Compromise Should Call the Shots

It's a whole new world out there. A fresh rain has washed all the soiled PAC money off the streets into the gutter where it belongs. The American electorate has once again cut through the ideologues' rhetoric to weed out the gasbags and constipated bloviators. The woof and stomp drum beat of the tragically off-track, out-of-touch Tea Party silliness has been given the boot for at least four years when the burrowing insects will emerge once again to plague the democratic process.

There, that was fun. I wish it was that clear cut. Like dogs yapping at the wheels of progress (what an image), we will continue to have skulkers loping along bleating doomsday forecasts, claiming election fraud, rubbing dirt into their hair and rending their garments. In the halls of the National Rifle Association PAC, we can imagine lamp cord nooses being fastened to light fixtures above teetering chairs atop tables, and bereft ideologues imploring their Conservative gods for a sign that this betrayal is all part of some mystical plan in the coming post-apocalyptic world. Or maybe not.

Maybe, just maybe some closet moderate might propose that the question of America's firearms tradition will be better served if the hierarchy in their fused vertebrae rigidity, peering out at the real world of shooting sports and our gun culture considers exploring...compromise. Of course the
"C-word" requires at least two parties. Those ultra-liberals perched on the lofty heights of moral righteousness who hide behind pages of slippery statistics and employ the same tactics to remove guns from the American populace as did their predecessors who championed Prohibition and the 18th Amendment have to pull a chair up to the table.
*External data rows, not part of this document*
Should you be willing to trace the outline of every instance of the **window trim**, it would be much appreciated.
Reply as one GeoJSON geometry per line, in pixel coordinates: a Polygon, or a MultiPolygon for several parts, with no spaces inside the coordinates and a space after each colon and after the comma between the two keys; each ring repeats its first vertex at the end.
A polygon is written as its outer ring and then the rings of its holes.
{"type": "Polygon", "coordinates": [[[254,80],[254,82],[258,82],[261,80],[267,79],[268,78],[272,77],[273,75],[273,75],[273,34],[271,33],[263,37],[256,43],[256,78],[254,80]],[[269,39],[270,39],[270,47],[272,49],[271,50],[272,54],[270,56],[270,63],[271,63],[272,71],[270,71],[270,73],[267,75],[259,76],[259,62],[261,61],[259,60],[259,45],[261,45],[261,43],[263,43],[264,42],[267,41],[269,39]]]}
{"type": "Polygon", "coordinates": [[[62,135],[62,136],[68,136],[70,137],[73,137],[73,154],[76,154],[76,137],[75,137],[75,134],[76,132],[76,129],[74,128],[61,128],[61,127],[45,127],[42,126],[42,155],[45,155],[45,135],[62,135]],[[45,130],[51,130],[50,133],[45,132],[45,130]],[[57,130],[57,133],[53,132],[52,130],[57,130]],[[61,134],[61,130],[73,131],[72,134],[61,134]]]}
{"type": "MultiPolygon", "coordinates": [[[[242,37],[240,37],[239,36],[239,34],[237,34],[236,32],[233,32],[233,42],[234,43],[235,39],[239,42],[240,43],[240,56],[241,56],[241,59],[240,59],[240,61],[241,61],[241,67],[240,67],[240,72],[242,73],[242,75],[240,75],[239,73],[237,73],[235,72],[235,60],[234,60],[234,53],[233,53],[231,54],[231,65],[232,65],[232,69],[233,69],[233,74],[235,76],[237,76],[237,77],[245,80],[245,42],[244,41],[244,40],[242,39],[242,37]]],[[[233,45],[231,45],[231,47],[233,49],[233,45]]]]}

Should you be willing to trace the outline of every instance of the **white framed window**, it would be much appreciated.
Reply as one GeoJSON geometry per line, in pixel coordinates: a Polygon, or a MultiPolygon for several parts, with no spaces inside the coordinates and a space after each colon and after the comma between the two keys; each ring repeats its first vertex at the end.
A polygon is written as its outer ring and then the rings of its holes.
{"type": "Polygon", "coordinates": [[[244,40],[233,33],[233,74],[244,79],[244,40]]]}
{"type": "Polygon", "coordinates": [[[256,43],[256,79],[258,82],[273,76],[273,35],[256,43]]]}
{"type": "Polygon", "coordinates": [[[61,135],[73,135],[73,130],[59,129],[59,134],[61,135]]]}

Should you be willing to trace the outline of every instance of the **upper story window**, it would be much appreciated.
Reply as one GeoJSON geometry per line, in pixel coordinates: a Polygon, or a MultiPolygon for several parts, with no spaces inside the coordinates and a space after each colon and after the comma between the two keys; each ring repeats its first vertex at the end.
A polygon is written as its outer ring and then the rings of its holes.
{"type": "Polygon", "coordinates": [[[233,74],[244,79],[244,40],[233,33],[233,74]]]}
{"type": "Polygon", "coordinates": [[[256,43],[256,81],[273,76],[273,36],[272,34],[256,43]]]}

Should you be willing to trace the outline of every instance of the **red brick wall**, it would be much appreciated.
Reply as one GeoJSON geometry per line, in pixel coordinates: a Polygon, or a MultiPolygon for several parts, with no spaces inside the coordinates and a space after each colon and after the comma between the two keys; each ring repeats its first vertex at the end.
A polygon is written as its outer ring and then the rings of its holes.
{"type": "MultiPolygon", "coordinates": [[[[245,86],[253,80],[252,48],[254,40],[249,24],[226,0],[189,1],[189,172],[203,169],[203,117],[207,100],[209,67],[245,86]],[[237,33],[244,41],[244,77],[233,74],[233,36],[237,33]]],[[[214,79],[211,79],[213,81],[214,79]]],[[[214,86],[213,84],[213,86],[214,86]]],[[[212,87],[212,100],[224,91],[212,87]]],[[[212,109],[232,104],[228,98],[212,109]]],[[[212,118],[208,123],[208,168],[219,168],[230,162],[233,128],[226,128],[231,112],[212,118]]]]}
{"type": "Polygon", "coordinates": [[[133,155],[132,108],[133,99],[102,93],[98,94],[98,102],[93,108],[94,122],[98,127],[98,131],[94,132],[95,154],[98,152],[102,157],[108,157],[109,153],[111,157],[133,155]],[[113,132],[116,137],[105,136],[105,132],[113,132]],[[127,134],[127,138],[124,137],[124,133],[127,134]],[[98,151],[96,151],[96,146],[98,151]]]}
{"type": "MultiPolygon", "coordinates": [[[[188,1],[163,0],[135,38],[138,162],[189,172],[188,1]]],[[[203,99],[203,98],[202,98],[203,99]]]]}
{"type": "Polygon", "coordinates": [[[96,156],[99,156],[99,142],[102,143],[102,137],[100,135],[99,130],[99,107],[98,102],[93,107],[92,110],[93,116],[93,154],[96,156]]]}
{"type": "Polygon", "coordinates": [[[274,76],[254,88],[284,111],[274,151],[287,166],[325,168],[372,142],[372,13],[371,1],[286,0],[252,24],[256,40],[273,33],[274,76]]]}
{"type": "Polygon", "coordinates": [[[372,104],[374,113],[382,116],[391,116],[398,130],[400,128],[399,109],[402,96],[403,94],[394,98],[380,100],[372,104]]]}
The tradition of firearms ownership and shooting sports should not be the ideological playground of  blustering patriotic bullies, nor the dry and barren desert of sweaty-palm statistic jugglers. There is a middle ground that removes the stigma and celebrates the accomplishments of shooting sports while abstracting the concept of "weapons" for their narrow and necessary applications. Give the C-word a chance and take the majority of American sportsmen and women off the hook.